There has never been any suggestion Mr Gething profited from the money, and he has always insisted that he followed the rules.

An election is being discussed because, as things stand, there appears to be no opposition Senedd member willing to do a deal and help a Vaughan Gething budget pass. He needs at least one to abstain.

If nothing changes, and the party is unwilling to change its leader, then Labour could find it impossible to perform a basic function of government.

Ministers could come to the conclusion the only way through is to hand the question of how Wales should be run over to the electorate.

If the opposition brought a specific vote of no confidence in the government and there was a repeat of last month's vote, that too could force an election, a source said.

Mike Hedges, Labour MS for Swansea West, openly discussed the idea during the Senedd debate on the vote of no confidence. "Let the voters decide," he said.

It is an option fraught with potential danger for Labour.

A recent poll by YouGov from late June and early July suggested Labour was on 27% of the vote, versus 23% for Plaid Cymru, 18% for the Conservatives and 18% for Reform UK.

One Labour Party observer of the situation, who believes there should be a change of leadership, warned an early election would see Labour "cleaned out" on current polling numbers.

"It's the one in less than two years they should be worried about."

A leadership contest?

The details of the challenge backers of Mr Gething have been speculating about have been pretty vague, although they expected it to come after the general election.

Two supporters of Mr Gething, who spoke to BBC Wales prior to the general election, said talk of a leadership challenge allegedly came up in chat on the campaign trail.

The first backer doubted that any alternative leader would be accepted without a contest.

“The political goodwill is not there for there to be some sort of smooth transition.

“The group is now quite divided really. It has been through a really bruising time.

The supporter said the current crisis is “worse” than the situation between Alun Michael and Rhodri Morgan around the turn of the century.

“There’s been leaks and that’s caused bad feeling - you have a meeting and a couple of hours later the meeting is reported in the media.

“We’re a new administration trying to get on with things and it is difficult to focus when there’s all this stuff going on in the background.”

“We’re not in a brilliant place politically with some of the things in the Senedd - feedback I’ve been getting on the doors is that people are cross with us on things like Senedd reform and 20mph," the backer added.

Both claimed that Jeremy Miles could have united the group - something strongly rejected by critics of Mr Gething, who say that none of the situation is the economy minister’s fault.

The second supporter of the supporters said that at “any moment in time Jeremy could have united the group by saying he supported Vaughan”.

“If he’s going to go in a different direction that’s going to tear the group apart.”

Would Mr Gething fight any potential challenge? Both supporters said he would, although the first backer did suggest that an interim leader could be possible.

“Everyone's got their limits," they said.

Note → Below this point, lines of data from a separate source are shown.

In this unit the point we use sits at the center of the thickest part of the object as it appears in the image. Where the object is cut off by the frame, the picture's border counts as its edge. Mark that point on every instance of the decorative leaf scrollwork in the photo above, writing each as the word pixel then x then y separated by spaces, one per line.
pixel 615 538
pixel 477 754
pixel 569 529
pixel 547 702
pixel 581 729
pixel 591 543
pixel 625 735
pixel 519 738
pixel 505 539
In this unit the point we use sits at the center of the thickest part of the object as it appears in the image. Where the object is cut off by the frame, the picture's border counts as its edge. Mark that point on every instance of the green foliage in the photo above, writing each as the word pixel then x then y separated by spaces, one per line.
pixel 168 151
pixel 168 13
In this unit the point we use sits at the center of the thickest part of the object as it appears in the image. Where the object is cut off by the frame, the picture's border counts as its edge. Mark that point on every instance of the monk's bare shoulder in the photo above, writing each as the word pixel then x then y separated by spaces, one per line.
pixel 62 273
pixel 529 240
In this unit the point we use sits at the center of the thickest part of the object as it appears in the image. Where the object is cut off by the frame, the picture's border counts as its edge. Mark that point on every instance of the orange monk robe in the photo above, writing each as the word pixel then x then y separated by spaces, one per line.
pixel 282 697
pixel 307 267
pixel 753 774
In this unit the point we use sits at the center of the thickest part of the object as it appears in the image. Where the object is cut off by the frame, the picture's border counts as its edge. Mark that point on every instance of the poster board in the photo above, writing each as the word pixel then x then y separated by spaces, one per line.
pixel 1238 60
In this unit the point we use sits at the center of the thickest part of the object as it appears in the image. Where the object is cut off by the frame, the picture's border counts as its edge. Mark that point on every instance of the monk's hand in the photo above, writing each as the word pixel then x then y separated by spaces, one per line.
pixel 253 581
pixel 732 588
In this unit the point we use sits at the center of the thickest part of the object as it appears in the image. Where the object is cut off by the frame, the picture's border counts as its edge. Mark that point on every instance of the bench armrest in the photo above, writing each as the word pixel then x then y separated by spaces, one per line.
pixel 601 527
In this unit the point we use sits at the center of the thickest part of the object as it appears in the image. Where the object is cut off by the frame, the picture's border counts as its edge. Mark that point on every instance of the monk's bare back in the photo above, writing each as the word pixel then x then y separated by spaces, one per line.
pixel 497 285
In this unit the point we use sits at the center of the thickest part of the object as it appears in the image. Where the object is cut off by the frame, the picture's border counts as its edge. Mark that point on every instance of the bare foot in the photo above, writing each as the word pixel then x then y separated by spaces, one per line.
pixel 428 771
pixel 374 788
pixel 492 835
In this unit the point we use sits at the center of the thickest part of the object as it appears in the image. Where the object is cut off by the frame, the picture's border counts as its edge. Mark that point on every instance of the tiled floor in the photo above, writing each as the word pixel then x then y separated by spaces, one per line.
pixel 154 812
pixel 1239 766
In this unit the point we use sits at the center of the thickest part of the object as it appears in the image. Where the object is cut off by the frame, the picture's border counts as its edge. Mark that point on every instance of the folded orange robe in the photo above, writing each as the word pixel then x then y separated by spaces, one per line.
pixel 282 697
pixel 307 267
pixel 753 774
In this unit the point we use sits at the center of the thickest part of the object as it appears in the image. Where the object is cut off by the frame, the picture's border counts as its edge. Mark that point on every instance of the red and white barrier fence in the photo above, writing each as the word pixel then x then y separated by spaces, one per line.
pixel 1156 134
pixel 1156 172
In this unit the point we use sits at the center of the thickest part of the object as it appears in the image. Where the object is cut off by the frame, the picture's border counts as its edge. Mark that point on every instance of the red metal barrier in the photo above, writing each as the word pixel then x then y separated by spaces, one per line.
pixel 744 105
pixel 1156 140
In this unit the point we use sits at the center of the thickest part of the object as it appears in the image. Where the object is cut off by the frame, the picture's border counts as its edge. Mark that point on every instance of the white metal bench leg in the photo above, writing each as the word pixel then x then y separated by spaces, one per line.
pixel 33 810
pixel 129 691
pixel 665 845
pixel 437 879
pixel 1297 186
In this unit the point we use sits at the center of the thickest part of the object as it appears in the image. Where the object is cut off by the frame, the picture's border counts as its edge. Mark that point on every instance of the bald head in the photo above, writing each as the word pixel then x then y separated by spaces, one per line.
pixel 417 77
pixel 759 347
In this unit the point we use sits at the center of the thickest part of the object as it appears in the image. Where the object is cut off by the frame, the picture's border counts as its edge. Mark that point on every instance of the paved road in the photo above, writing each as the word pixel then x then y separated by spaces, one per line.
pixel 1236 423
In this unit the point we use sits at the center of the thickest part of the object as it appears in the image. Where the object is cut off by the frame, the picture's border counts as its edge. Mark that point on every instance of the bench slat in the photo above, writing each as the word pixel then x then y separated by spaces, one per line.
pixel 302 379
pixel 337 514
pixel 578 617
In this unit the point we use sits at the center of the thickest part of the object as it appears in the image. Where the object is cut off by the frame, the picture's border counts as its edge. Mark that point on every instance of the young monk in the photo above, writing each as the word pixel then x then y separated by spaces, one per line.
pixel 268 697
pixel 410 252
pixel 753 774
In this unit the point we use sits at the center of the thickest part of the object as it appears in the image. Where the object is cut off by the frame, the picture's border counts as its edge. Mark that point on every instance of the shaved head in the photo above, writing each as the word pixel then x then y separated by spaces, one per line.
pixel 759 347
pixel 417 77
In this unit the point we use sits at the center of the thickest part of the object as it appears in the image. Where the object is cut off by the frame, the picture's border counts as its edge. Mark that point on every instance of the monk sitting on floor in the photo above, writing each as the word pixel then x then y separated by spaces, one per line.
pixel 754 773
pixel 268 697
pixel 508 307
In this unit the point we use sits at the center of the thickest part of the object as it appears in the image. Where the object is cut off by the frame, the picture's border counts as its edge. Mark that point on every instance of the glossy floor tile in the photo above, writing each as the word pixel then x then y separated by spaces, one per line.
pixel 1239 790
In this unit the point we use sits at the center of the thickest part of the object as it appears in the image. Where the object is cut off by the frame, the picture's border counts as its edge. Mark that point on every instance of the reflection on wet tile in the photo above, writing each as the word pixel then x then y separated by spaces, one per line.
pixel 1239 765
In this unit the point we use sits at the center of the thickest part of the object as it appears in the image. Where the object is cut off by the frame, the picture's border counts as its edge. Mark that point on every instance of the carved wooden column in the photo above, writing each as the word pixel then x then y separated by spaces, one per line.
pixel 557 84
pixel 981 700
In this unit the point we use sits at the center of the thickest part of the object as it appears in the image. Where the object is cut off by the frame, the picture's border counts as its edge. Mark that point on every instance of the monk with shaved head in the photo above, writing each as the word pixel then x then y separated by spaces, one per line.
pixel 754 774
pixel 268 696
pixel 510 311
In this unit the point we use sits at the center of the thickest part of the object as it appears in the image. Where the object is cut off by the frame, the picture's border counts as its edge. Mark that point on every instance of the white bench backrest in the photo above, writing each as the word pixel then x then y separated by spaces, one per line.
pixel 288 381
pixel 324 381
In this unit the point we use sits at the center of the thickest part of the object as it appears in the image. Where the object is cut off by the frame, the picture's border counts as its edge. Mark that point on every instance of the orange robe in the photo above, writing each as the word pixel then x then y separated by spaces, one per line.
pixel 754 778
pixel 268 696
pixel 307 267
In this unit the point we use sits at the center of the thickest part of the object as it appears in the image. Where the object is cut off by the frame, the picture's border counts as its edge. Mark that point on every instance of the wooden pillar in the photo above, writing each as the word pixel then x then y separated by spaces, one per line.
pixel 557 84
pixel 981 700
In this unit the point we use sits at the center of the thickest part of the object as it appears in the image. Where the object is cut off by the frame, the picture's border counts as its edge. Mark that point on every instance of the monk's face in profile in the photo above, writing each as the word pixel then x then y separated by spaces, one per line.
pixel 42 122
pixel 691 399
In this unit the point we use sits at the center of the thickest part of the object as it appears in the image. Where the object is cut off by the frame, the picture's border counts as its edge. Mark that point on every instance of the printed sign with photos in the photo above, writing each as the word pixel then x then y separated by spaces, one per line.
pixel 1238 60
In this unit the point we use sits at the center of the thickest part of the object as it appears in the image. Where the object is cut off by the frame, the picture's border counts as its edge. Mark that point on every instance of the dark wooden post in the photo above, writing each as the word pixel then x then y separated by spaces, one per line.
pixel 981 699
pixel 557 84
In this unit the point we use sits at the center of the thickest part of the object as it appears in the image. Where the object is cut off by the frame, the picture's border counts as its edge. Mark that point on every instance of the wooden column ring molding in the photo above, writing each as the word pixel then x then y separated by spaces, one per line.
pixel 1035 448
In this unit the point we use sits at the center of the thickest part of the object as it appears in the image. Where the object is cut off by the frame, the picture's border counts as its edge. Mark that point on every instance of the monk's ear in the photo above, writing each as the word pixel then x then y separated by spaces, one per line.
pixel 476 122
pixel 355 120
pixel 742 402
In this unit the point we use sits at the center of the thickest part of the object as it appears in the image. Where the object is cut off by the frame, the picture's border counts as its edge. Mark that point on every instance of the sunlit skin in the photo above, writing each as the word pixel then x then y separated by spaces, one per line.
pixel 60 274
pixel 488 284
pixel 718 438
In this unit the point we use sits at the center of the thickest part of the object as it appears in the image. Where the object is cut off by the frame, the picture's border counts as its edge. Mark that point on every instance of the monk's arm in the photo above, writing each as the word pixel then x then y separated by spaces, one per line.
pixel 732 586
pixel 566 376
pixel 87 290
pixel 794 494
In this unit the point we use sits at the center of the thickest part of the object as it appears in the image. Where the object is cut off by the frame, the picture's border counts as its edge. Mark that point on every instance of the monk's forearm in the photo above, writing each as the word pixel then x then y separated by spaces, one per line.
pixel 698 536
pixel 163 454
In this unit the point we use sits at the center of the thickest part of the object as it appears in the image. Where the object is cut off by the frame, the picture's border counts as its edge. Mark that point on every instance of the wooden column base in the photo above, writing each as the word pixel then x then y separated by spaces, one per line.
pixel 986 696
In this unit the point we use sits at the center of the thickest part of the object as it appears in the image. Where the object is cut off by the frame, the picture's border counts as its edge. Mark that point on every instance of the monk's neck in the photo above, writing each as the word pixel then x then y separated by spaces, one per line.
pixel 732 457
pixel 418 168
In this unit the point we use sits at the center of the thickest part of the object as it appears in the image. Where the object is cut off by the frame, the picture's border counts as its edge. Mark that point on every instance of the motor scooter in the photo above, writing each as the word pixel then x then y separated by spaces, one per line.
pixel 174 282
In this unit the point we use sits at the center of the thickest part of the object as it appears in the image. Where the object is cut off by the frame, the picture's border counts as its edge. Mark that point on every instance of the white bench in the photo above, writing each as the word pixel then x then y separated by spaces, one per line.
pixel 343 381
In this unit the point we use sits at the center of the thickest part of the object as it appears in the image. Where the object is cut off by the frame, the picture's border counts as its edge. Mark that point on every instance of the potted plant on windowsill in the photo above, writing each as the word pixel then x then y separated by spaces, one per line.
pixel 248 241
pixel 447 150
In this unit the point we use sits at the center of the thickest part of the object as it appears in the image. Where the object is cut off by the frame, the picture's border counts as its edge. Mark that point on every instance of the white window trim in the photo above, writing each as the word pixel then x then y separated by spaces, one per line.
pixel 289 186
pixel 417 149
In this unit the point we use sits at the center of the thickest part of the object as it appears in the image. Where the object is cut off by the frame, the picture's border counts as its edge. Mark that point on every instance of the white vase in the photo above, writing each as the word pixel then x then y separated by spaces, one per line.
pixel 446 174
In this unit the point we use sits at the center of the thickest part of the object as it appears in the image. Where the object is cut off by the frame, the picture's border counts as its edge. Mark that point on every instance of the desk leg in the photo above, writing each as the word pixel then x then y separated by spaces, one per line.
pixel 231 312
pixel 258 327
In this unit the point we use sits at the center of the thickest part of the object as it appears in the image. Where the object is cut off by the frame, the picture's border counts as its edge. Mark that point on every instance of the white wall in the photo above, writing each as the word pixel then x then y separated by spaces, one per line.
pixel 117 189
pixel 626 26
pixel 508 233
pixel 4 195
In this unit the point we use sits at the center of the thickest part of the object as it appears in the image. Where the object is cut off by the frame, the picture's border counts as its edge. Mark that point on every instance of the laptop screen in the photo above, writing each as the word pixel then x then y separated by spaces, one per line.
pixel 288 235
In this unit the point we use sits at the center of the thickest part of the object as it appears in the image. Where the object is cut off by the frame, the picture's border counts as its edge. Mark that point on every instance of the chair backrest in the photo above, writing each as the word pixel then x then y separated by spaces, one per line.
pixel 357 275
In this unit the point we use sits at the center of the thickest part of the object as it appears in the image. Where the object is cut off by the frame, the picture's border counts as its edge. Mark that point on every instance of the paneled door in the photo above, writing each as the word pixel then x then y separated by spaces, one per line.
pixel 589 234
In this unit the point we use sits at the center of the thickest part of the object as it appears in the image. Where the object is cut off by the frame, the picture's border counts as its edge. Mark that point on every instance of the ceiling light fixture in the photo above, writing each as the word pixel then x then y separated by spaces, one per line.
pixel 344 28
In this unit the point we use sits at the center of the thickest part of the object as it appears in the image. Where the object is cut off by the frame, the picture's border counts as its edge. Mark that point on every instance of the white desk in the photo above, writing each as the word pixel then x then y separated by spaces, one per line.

'It would have been a lie'

The blame aimed at Jeremy Miles demonstrates the rift that currently exists, and was met with disbelief from those on the other side of the camp.

The Labour Party observer said the major act Gething-backers think is disloyal is when Mr Miles said he would not have taken the £200,000 donation.

"If he had said the opposite it would have been a lie," they said, adding it was "the leader's job to unite the group".

“No one forced Vaughan to take the £200,000. No one forced Vaughan to sack Hannah. No one forced Vaughan to talk down to journalists, or any of this stuff.”

They said the concern over the leadership was over having a government “that can win in two year’s time”, rather than simply trying to replace Mr Gething.

They said "all the problems that existed before the general election still exist now". "Poor political management, lack of government strategy - Vaughan still doesn’t think there’s anything in his own behaviour that has gone wrong.”

They doubted Mr Miles would start a challenge himself. Their “gut feeling”, though, was that nothing would happen, doubting the appetite of Labour Senedd members to move against the first minister.

“It would take the group having to be brave and doing difficult things," they said.

Another Labour figure claimed that the first minister was “being advised by a small group of people who see his survival as a litmus test of what Labour is”.

The Labour figure expressed concerns over the next election: “He simply cannot face the electorate in two year's time. We would be sacrificing the party on one man’s wishes.”

“No one is enjoying this,” they said. “No one wants to sharpen a knife.”

The Labour group in the Senedd does not have the kind of system of rules that exist in the Conservative Party that would allow Senedd members to remove their leader.

“As a consequence”, the Labour figure said, “there isn’t an easy exit”.